Involvement With The Human Genome Project
While working on his PhD in Biology at the University of California, Santa Cruz, Kent in May 2000, wrote a program, GigAssembler, that allowed the publicly funded Human Genome Project to assemble and publish the human genome sequence. His efforts were motivated by the research needs of himself and his colleagues, but also out of concern that the data might be made proprietary via patents by Celera Genomics. In his close race with Celera, Kent and the UCSC Professor David Haussler quickly built a modest cluster of 50 commodity Personal Computers running the Linux operating system to run the software. In contrast Celera was using what was thought of then as one of the most powerful civilian supercomputers in the world. His first assembly on the human genome was released on June 22. Celera finished its assembly on June 25, and the dual results were announced at the White House on June 26. On July 7, the Santa Cruz data was made publicly available on the Web Wide Web. In 2002 Tim O'Reilly described Kent's work as "the most significant work of open source development in the past year". While all of Kent's genomics software is open source in the sense that the source code can be downloaded and read for free, and all of the software can be freely used for academic, nonprofit, and personal use, some of it requires a license, either from UCSC or from Kent Informatics Inc., for commercial use.

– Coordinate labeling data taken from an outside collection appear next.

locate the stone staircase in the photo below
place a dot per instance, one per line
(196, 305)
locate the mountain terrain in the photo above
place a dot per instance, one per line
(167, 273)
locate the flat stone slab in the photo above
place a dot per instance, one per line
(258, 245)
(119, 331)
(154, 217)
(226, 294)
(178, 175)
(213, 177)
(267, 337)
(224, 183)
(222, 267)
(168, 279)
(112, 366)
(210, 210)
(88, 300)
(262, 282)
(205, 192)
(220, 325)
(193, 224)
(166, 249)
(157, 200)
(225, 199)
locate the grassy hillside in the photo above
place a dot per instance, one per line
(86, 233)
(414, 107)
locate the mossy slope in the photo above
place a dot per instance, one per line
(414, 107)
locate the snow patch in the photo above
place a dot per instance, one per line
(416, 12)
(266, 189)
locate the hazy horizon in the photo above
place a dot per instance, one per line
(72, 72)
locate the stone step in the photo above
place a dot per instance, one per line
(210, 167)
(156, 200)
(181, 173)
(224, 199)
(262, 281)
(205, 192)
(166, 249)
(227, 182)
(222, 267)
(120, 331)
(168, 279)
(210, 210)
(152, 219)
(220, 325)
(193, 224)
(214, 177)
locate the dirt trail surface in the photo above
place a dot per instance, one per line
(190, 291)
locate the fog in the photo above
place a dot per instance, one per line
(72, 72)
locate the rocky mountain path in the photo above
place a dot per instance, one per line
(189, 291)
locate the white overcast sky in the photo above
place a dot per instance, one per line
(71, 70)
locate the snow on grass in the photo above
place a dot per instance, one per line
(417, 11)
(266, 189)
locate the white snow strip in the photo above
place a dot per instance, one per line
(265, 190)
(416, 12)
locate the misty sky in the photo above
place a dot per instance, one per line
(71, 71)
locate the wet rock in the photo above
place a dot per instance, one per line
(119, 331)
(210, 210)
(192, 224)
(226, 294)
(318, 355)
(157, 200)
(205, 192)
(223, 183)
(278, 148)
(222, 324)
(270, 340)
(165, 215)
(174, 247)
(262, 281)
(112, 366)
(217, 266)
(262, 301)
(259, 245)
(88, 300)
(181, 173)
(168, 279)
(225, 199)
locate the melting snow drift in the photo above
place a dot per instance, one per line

After GigAssembler, Kent went on to write BLAT (BLAST-like alignment tool) and the UCSC Genome Browser to help analyze important genome data, receiving his PhD in biology in 2002. As of June 2012, Kent continues to work at UCSC primarily on web tools to help understand the human genome. He helps maintain and upgrade the browser, and has worked on comparative genomics, Parasol, a job control management software for the UCSC kilocluster, and the ENCODE Project.